So I will go ahead and be transparent. Only read if you care about what's going on in my life.
(Oh, crap. I promised myself my blog wouldn't be one of those blogs people read to feel better about their own lives.)
I'm very frustrated right now at a lot of people.
I'm very upset that my friend Ben is willing to forsake all of his friends for a possessive controlling girl. I've decided not to go to the wedding. I can't condone this. I love Ben, of course, but I can't watch him throw his life away. If he would step back for a second and see what he is doing to his friends' lives he would realize it isn't worth it.
I'm angry at my dad. He is going to have Gastric Bypass surgery. I won't come home for the surgery. If he goes through with it I won't be going home this summer at all. After he has the surgery and loses weight he will pick on my sister and I all the time about our wieght. He has been on one (1) diet my entire life! He feels that he has been on every diet plan known to man and it's physically impossible for him to lose weight any other way. That's bull.
I'm angry at my dad's unrealistically high standards for everything I do. He was angry at me that I only got a 3.5 gpa last semester. I needed a 3.6 to get on the dean's list. I worked my butt off for that gpa ... and now I realize that everything I did last semester was worthless. A mission agency isn't going to care whether I got an A or a B in a core class. If I do my best and it isn't good enough for anyone why even try?

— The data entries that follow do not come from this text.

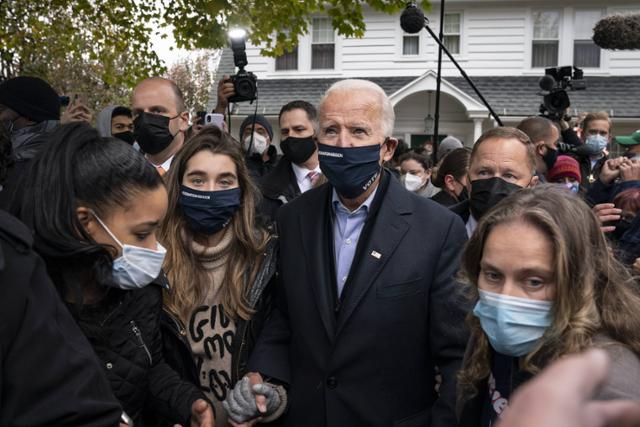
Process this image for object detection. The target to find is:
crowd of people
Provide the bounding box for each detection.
[0,72,640,427]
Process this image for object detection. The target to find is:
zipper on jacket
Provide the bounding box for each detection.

If it comes down to either spending more time building relationships with my youth group or doing chapter summaries for a Bible class ... I'm going to be building relationships. All of my Bible classes haven't brought me one step closer to Christ. When I build a relationship and share my faith with a teen in youth group he or she moves closer to Christ. I realize that the ministries I have an active part in are things that I am called to do. Many of my classes I am only taking because I have to get them out of the way. I rejoice in a few of my classes, but for the most part they just fill a requirement.
I want my life to be lived vibrantly in ministry ... not filled to the brim with requirements. I still plan on doing my homework and going to classes, but if it's too much ... well I'm going to focus on Jesus - Most student's here don't want their ministries to interfere with their grades. I think that's why my college has such a bad testimony in my town.